In dieser Diskussion beleuchten Alfred Gusenbauer, ehemaliger Bundeskanzler, Michael Thumann, Russland-Korrespondent, Shalini Randeria, Rektorin der Central European University, und Journalistin Tessa Szyszkowitz die Auswirkungen von Putins Krieg auf die globalen Machtverhältnisse. Sie sprechen über die komlizierte geopolitische Situation, die neue Rolle Chinas sowie den Haftbefehl gegen Putin. Zudem thematisieren sie die Herausforderung der Entführung ukrainischer Kinder und Österreichs Neutralität im Vergleich zu NATO-Ländern.
Der Krieg in der Ukraine hat zu einer Stärkung der transatlantischen Beziehungen und einer verstärkten NATO-Mitgliedschaft geführt.
China versucht, als Vermittler in der internationalen Politik aufzutreten, insbesondere im Kontext des Ukraine-Konflikts.
Deep dives
Die Neuordnung der Weltpolitik
Der russische Krieg gegen die Ukraine hat zu einer grundlegenden Neuordnung in der Weltpolitik geführt, insbesondere innerhalb Europas und Amerikas. Die transatlantische Verbindung hat sich unter dem Druck von Putins aggressiver Außenpolitik verstärkt, was zu einer bemerkenswerten Wiederbelebung der NATO geführt hat. Selbst einst neutrale Länder in Europa wie Finnland und Schweden streben nun eine NATO-Mitgliedschaft an, was die eskalierenden geopolitischen Spannungen widerspiegelt. Gleichzeitig formiert sich ein russisch-chinesischer Block als Gegenpol zum westlichen Einfluss, auch wenn die beiden Mächte unterschiedliche Ziele und Interessen haben, insbesondere in Bezug auf die Ukraine.

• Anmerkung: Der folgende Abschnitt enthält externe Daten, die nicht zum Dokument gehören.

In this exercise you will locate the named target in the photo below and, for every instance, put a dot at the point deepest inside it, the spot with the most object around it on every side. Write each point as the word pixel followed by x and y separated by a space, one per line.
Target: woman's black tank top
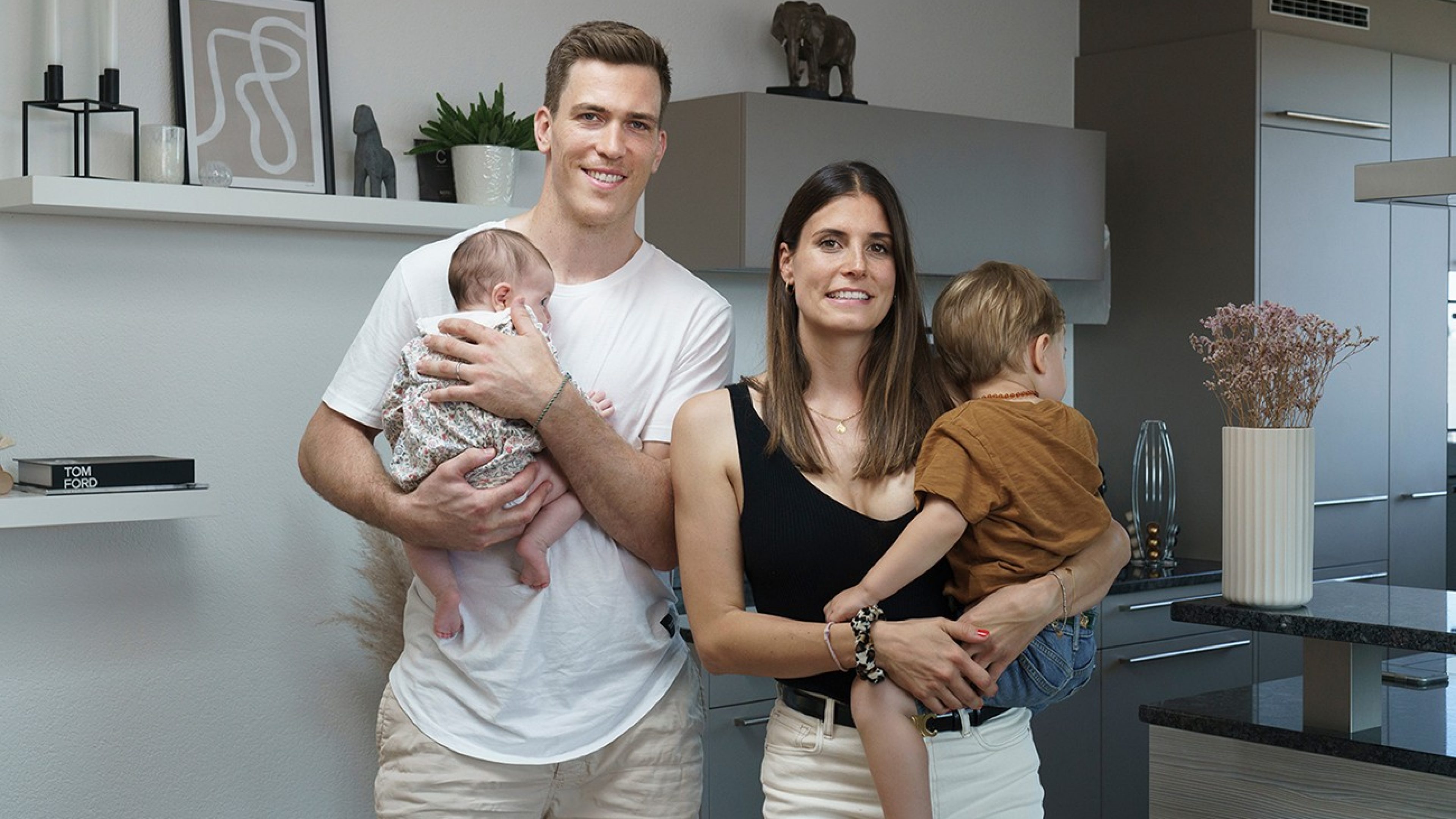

Der internationale Haftbefehl gegen Putin
Der Haftbefehl des Internationalen Strafgerichtshofs (IStGH) gegen Wladimir Putin aufgrund von Kriegsverbrechen signalisiert eine ernste internationale Verurteilung des kriegerischen Verhaltens Russlands. Dieser Haftbefehl, der gegen einen amtierenden Präsidenten einer Supermacht erlassen wurde, könnte als bedeutendes Signal für die internationale Gemeinschaft angesehen werden, auch wenn seine praktische Umsetzung fraglich bleibt. In Russland wird der Haftbefehl eher ignoriert oder bagatellisiert, während er international als Zeichen für die Verurteilung brutaler Kriegsführung verstanden wird. Dies führt zu Unsicherheiten darüber, wie Russland auf diplomatischer Ebene in Zukunft auf derartige internationale Maßnahmen reagieren wird.
Chinas diplomatische Ambitionen
China versucht, sich in der globalen Ordnung als Vermittler zu etablieren, insbesondere nach dem diplomatischen Erfolg bei der Wiederherstellung der Beziehungen zwischen Saudi-Arabien und dem Iran. Dies zeigt, dass China eine neue Rolle in der internationalen Diplomatie anstrebt und möglicherweise auch Einfluss auf die Beendigung des Ukraine-Kriegs ausüben möchte. Trotz der diplomatischen Annäherung bleibt die Frage, ob China Russland zu einem Waffenstillstand drängen kann, wenn dies nicht in seinen strategischen Interessen liegt. Diese Entwicklungen unterstreichen die komplexe geopolitische Dynamik, in der China zunehmend versucht, als globale Macht aufzutreten.
Die Rolle der internationalen Institutionen
Internationale Institutionen wie die Vereinten Nationen haben in der gegenwärtigen geopolitischen Lage an Einfluss und Bedeutung verloren, sind jedoch nach wie vor relevante Akteure. Ihre Schwäche wird besonders deutlich, wenn sie in Konflikten nicht als effektive Vermittler agieren können, was in der Ukraine-Krise deutlich wurde. Dennoch wird betont, dass die Welt nicht ohne diese Institutionen besser dran wäre, selbst wenn Reformbedarf besteht, um die veränderten Machtverhältnisse zu reflektieren. Die Diskussion um die Rolle und Effizienz internationaler Organisationen bleibt angesichts der aktuellen Herausforderungen in der Weltpolitik weiterhin relevant.
Wie Putins Krieg die internationalen Machtverhältnisse verschiebt. Mit Raimund Löw im FALTER diskutiert eine hochkarätige Runde: Alfred Gusenbauer (Ex-Bundeskanzler, SPÖ), Michael Thumann (Russland-Korrespondent, "Die Zeit"), Shalini Randeria (Direktorin Central European University), EU-Experte Stefan Lehne (Carnegie Europe, Brüssel) sowie Tessa Szyszkowitz (FALTER).